The woman made to chase but Bob grabbed her by the collar of her sweater, and she choked for breath and flopped onto her back again. 'He's gone,' Bob said calmly, as she lay trapped between his legs, kicking and screaming. 'He's gone to a better place…'
There came a tremendous slam of the oven door shutting, then a rushing noise as a fire burst into life in its grate.
And the building was filled with screeching, followed by Ben's maniacal laughter.
The woman froze. Her face had gone white. She opened her mouth, faltered, then screamed, 'You seelly Eenglish!'
'Deutsch, actually,' Bob corrected her, smirking. She sent a knee into his groin, however, and his mirth was halted. He rolled off her in agony, and the woman scrambled to her feet, somersaulted over the counter and kicked open the door to the kitchen in a very Charlie's Angels manner.
Ben stood over the stove. He looked up, and upon seeing the woman framed in the doorway, her expression blazing in fiery wrath, he gave a frightened squeak and dived headfirst through the open window.
Now that that was over, the woman rushed over and pulled open the oven door. The cat flopped out, looking slightly blackened and dizzy, but alive. It gave a thankful mew as it lay cuddled in her arms. The woman took her pet and retreated to the dining area. Bob was lying on the floor, now dead for some unknown reason, and of some unknown cause. The other customers were eating contently, clearly oblivious to all the horror that had unfolded barely feet from them. The woman felt a slight discomfort at this, but decided not to dwell upon it. She walked to the exit, and turned. 'Au revoir,' she said, and departed.

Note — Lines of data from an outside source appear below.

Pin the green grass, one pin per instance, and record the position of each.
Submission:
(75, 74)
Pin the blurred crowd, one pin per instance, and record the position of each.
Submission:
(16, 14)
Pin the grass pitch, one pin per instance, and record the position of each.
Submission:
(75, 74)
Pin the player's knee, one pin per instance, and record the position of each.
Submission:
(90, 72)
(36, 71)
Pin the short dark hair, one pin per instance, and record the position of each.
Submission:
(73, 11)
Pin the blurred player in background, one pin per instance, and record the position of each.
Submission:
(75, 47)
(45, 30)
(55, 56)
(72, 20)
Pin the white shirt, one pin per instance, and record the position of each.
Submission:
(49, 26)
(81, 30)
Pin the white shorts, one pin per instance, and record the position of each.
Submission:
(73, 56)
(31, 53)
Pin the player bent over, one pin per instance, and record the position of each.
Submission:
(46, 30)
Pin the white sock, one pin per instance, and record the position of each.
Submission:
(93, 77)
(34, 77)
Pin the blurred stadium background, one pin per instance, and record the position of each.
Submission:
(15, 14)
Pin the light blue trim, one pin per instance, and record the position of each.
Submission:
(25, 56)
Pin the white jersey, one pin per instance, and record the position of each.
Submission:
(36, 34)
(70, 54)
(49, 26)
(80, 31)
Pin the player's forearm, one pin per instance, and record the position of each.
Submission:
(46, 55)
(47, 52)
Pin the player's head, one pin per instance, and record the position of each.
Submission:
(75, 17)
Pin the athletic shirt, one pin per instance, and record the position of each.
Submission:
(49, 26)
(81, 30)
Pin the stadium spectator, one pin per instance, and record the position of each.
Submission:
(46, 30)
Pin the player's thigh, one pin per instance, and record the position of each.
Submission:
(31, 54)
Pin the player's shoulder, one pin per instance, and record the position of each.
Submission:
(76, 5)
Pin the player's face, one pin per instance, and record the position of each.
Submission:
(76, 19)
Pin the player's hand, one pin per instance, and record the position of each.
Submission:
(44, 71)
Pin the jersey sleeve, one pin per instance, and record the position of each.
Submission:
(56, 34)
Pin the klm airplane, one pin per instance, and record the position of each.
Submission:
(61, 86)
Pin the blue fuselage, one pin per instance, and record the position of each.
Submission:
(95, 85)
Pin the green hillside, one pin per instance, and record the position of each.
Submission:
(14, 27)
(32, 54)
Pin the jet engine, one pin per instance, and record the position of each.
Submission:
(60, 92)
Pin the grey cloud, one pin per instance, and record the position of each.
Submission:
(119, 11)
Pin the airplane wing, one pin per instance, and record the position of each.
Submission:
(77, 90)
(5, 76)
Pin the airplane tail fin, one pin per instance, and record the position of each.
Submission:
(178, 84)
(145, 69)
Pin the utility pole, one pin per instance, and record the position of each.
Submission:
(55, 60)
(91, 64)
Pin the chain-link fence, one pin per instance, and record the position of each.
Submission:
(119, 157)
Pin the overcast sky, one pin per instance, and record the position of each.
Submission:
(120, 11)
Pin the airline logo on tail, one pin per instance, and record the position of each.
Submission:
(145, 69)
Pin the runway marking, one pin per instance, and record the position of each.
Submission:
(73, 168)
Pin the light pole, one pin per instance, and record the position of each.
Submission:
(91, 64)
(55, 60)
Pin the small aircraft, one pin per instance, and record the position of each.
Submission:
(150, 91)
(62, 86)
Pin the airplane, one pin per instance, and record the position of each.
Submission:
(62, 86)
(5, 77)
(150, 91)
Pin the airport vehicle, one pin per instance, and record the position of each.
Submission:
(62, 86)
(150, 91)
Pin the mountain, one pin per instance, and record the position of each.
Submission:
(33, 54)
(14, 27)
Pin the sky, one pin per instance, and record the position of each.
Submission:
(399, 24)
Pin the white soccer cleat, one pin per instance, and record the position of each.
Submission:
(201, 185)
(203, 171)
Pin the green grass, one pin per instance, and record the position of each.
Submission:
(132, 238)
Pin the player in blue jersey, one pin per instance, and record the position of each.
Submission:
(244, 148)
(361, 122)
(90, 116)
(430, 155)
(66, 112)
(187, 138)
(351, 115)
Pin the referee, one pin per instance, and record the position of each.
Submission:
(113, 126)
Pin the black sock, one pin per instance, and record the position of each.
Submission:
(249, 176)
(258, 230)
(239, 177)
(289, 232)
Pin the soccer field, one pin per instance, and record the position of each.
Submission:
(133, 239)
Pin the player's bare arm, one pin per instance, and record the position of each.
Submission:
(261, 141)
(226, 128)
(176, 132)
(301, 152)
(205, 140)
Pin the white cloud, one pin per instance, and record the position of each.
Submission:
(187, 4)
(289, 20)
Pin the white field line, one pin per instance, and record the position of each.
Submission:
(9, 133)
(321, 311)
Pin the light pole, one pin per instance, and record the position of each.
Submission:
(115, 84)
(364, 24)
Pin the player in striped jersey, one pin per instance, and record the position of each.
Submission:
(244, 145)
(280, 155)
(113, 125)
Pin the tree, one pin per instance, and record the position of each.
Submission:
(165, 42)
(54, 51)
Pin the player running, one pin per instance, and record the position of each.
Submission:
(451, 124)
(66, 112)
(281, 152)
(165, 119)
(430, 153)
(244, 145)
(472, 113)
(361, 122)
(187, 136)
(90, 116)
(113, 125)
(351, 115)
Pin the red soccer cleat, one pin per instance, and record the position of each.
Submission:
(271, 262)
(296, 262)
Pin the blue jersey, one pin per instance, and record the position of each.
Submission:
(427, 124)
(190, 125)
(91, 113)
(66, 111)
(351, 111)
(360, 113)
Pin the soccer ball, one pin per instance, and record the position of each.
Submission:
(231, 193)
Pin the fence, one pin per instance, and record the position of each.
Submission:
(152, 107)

La fin / Das Ende / The End
1. I would like a salad and a beer, and a fish for my cat.
2. Do you want me to repeat?
3. Yes, I have a problem!
4. This woman only speaks French!
5. Do you speak German? Or English?
6. What are we going to do?
7. I don't know…
8. She speaks no English!
9. Give it to me.
10. But he is small and cute!
12. What are you going to do with him?